Generating Random Numbers with R Programming

So far, nosotros have used R to analyze the iris blossom dataset. However, the R programming linguistic communication also provides powerful functions to generate random data.

Whenever random processes are involved, it is useful to ready a random seed. A random seed is a number that initializes a pseudorandom number generator and allows other analysts to reproduce our "random" output. We can set a random seed in R using the set up.seed part:

ready.seed(101101)     # Gear up a random seed

Next, we tin draw random numbers from a random distribution. The rnorm function draws numbers from a normal distribution:

x_small <- rnorm(20)     # Generate minor sample

The previous R lawmaking has generated twenty random numbers following a normal distribution. We can visualize our randomly generated data in a histogram using the hist office:

hist(x_small)     # Draw histogram of small sample

The previous figure visualizes our random data in a histogram. As you lot can see, our data does not look unremarkably distributed yet.

Related posts: Using Histograms to Understand Your Data and Assessing Normality: Histograms vs. Q-Q Plots

The reason for this is that we have drawn only 20 random numbers from the normal distribution and, due to the law of large numbers, we need to draw a larger sample to approximate a normal distribution.

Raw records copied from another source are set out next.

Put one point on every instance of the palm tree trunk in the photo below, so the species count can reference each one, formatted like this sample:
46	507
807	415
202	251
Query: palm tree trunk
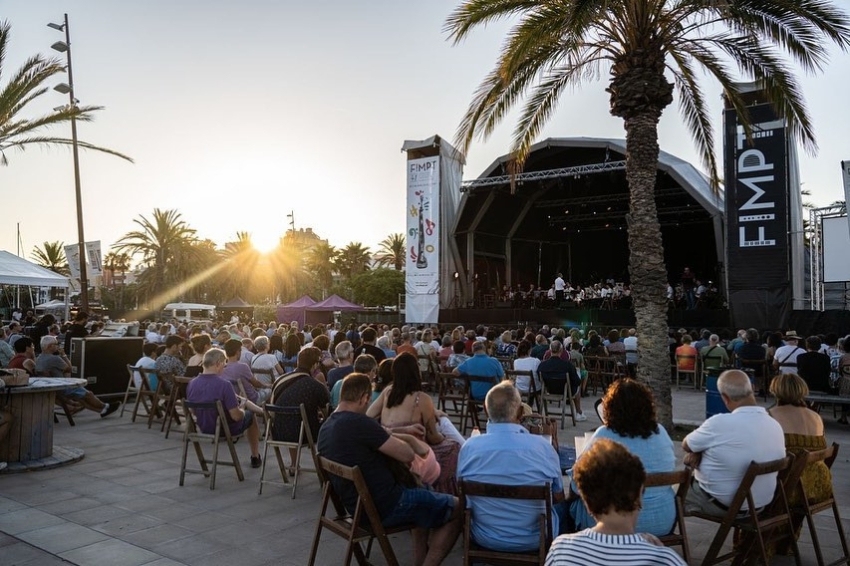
646	262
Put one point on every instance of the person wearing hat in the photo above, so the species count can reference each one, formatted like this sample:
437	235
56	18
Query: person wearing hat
785	358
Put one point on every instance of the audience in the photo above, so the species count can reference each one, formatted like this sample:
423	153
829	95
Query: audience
610	481
502	524
721	449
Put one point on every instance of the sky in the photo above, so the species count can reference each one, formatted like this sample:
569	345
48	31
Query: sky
240	113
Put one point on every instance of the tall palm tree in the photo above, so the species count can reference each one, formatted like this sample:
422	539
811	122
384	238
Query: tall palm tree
52	256
352	260
638	44
165	246
24	86
392	252
320	261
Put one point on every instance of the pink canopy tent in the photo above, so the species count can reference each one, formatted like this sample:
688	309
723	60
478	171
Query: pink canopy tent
295	310
323	312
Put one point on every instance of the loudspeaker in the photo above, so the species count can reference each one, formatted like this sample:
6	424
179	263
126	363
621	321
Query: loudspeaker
103	362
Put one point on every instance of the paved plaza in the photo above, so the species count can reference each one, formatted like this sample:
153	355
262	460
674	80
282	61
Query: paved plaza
121	505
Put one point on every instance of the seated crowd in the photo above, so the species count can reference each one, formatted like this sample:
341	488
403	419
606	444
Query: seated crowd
413	457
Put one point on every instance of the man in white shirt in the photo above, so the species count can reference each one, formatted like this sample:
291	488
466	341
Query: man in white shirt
785	358
559	289
721	449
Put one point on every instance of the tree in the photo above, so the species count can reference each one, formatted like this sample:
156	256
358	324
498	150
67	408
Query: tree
380	287
24	86
52	256
392	252
562	45
165	246
352	259
319	261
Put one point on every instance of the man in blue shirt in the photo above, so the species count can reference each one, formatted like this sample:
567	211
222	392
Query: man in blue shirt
509	454
481	365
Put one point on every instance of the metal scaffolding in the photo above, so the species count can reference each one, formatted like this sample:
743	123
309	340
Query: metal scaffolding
573	171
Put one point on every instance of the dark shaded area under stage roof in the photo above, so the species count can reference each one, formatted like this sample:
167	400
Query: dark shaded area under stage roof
577	224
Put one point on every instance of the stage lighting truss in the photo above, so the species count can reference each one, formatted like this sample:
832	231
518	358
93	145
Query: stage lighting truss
574	171
816	216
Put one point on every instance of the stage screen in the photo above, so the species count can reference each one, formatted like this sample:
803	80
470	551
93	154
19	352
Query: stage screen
836	250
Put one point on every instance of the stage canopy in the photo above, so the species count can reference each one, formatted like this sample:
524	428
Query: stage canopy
295	310
569	214
335	303
18	271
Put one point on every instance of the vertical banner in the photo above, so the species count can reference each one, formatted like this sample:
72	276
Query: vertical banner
845	173
757	219
422	267
95	259
72	254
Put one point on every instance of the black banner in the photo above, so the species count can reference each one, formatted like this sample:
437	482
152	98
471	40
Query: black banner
758	248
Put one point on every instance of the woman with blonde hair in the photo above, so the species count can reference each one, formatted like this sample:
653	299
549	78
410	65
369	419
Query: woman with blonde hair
804	432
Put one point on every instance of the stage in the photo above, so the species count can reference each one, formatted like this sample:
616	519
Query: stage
714	319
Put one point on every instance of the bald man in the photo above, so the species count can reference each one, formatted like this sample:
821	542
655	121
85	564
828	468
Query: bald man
721	449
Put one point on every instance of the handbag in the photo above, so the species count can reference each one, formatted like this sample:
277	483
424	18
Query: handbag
14	377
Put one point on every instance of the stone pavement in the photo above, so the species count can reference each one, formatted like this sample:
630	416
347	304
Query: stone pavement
121	505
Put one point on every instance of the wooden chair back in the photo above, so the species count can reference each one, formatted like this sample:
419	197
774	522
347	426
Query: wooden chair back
192	434
473	552
757	524
808	509
682	480
363	524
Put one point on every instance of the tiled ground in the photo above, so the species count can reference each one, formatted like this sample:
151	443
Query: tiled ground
121	505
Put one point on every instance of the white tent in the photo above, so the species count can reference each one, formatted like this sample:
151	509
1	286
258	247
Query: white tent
18	271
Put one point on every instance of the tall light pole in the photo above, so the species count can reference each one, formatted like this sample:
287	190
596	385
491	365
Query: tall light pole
65	47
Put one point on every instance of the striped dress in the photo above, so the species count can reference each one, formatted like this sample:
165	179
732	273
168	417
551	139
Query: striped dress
589	548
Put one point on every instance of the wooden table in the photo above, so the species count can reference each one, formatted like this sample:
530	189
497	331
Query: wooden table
30	438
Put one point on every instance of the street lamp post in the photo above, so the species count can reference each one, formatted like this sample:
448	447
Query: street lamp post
65	47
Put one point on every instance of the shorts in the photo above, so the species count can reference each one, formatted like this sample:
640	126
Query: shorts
75	392
421	507
242	426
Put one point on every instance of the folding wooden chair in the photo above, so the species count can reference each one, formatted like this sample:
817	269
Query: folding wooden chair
473	552
763	373
594	373
532	396
681	479
364	524
472	406
451	399
297	416
681	359
807	509
177	398
145	395
558	390
428	376
164	383
774	519
196	437
131	388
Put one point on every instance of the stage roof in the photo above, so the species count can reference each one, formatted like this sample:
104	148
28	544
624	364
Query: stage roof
575	219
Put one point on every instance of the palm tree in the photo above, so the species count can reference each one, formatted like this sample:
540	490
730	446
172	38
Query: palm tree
352	259
392	252
52	256
165	245
320	260
639	44
24	86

We can do this past simply increasing the number within the rnorm role. The post-obit R lawmaking draws 10000 random numbers from the normal distribution:

x_large <- rnorm(10000)     # Generate large sample

Let'southward draw these data in a histogram:

hist(x_large, breaks = 100)     # Draw histogram of large sample

Later on executing the code, R creates the histogram beneath.

As you can see, our data nigh perfectly follows the normal distribution.

Summary & About the Author

In this tutorial, yous take learned how to calculate basic statistics using the R programming language. In case you lot desire to larn more than about topics similar this, you may bank check out my website, Statistics Globe, also every bit the Statistics Globe YouTube aqueduct.

My name is Joachim Schork, I'thou a survey statistician and developer, and I provide many R programming and statistics tutorials on these platforms. Cheers a lot to Jim Frost for providing me this opportunity to introduce the R programming language on his wonderful website!